La main se leva de nouveau sur l'enfant mais le poing se referma, se plaçant entre la mâchoire à moitié dégarnie du Vieux. Gringoire aimait ses Orphelins vivants et entiers, tant qu'ils pouvaient lui rapporter quelques piécettes. Si la morsure qu'il devinait s'infectait et refilait la fièvre au petit, c'en serait fini de son bénéfice. L'ombre du Cagou ratatina littéralement Pierre, tandis que le poing vint se refermer sur son bras. Trainé jusqu'à la table, il saisit une bouteille de gnole sous l'oeil attentif du mâtin qui ne semblait attendre qu'une intonation du vieux briscard pour revenir gôûter du mollet.


- Tu f'ras moins le mariole demain, quand t'pleurnicheras sur ton pied bot.
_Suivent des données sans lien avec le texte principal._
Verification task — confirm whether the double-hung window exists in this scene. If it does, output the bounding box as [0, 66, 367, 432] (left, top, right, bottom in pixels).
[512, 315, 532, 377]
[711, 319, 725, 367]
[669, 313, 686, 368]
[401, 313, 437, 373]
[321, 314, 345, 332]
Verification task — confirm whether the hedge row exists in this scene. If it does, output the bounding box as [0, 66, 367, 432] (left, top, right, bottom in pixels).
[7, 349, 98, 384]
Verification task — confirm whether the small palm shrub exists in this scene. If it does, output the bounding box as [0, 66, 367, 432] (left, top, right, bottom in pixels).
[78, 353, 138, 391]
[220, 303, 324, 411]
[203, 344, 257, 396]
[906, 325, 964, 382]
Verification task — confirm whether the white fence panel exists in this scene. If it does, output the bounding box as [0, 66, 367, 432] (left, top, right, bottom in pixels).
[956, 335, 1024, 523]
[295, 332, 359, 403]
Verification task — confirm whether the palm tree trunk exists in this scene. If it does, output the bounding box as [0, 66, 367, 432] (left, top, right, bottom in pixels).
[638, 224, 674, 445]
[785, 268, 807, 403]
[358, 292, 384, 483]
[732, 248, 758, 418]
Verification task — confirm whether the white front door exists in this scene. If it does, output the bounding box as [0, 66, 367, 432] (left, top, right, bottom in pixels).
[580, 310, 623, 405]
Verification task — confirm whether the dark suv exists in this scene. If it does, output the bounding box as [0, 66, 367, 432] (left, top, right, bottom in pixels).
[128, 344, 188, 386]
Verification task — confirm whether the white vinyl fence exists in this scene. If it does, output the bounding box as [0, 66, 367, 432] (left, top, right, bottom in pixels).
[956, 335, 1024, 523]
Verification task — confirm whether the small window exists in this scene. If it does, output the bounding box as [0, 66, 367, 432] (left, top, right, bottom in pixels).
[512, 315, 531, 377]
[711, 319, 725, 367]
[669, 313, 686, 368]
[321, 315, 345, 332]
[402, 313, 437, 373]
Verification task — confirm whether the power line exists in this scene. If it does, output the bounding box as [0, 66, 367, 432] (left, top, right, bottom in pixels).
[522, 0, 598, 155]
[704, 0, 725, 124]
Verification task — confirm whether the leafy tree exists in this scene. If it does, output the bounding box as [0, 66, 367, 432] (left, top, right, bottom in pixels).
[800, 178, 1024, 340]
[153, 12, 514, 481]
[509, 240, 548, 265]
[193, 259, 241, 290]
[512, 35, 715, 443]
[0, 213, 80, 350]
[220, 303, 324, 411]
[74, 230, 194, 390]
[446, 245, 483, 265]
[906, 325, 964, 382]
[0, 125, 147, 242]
Et sans douceur, il enfourna le goulot de la bouteille dans la bouche du garçon pour y déverser une quantité assez brûlante pour faire larmoyer un curé de campagne, et arrosa d'une grande salve la plaie en grondant de son timbre rocailleux:


- Une gnôle à dix sous, si c'pas malheureux d'finir sur l'cul d'un bizut! Monte te coucher !


Dans un élan rageur et sans même reposer la boutanche il se précipita près du poêle pour saisir une verge qui claqua sournoisement en fendant l'air, dans les aboiements hystériques du gros chien. Si la pogne était peu commode, le fouette-cul n'était pas un ami qui voulait du bien... Dans un gargouillis étouffé de colère, le Vieux semblait avoir retrouvé sa jeunesse.


- Monte!

Pour sûr, Pierre serait l'enfant du pot* demain. Une façon autrement plus gaie de se mettre immédiatement dans le bain de cette nouvelle vie au service du malandrin...




* Enfant de corvée de vidage de pot de chambre, et autrement dit ici, des pots de tout le grenier.